Никитос сиял ярче медных пуговиц на куртке. Даже зубы его в улыбке казались особенно белыми.
– Зацени:
Какой день сижу без дела,
Не могу подняться я,
Потому что Дима смело
Мучит лекцией меня.
Он третий раз рассказывал историю бурного пробуждения в лагере, добавляя новые строчки к стихам.
В это утро голос у Шаева был громогласный. Он командовал разведением костра, и ему снова ничего не нравилось. Не подпуская никого к месту готовки, он решил все сделать сам. Тут-то и выяснилось, что дрова не собраны, воды нет, спички потерялись по карманам, котелок со вчерашнего дня не вымыт.
– Шаев грозным парнем был,
Он штаны себе спалил, —
искрил поэтическим талантом Никитос.
Миша лежал в лапнике. От каждого его движения в воздухе появлялся свежий еловый запах.
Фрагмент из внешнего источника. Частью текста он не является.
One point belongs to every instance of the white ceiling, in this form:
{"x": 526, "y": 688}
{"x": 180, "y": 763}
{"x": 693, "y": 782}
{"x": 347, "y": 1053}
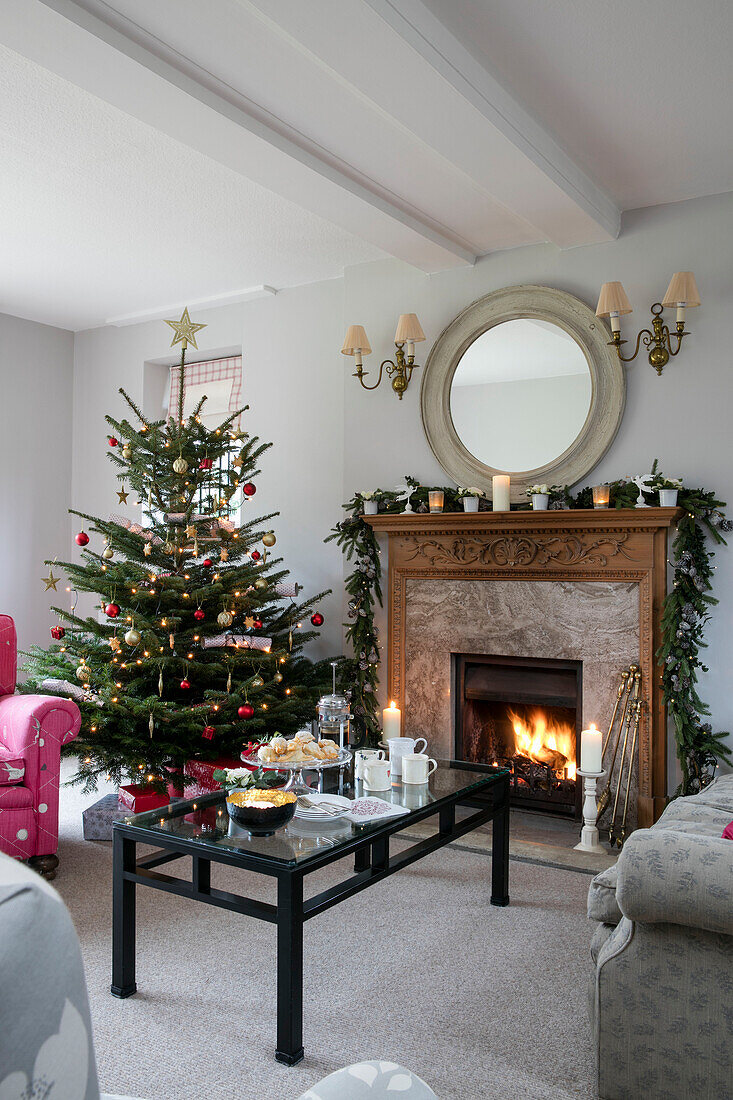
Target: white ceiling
{"x": 638, "y": 94}
{"x": 101, "y": 215}
{"x": 156, "y": 154}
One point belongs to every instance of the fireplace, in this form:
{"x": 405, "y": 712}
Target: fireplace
{"x": 524, "y": 714}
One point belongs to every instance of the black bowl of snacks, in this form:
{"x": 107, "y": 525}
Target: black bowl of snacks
{"x": 261, "y": 812}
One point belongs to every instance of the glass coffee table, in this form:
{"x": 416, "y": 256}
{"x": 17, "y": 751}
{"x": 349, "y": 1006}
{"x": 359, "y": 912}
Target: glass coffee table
{"x": 201, "y": 828}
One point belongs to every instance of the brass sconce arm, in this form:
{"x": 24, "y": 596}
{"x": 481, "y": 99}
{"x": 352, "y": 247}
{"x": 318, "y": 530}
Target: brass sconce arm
{"x": 402, "y": 371}
{"x": 657, "y": 342}
{"x": 408, "y": 332}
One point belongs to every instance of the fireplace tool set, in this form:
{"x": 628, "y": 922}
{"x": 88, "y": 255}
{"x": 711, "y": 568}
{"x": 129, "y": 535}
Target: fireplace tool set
{"x": 626, "y": 735}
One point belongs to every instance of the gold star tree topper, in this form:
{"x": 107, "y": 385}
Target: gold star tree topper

Над головами орал Санек:
– Спасите! Ну помогите уже! Кто-нибудь!..
– А у вас здесь хорошо, – разрешила Катя, оглядывая капище. – Ленточки еще повяжем и границу колышками обозначим. Чтобы если уж пересекали, было бы заметно. А вообще вы свиньи, что здесь остались. Я всю ночь мучилась – и вы здесь одни, и поэтов в лагере с Шаевым оставлять нельзя. Тут уж непонятно, кто страшнее – он или бес.
– Был он здесь! Настоящий бес! И глаза еще такие. Чуть меня не съел!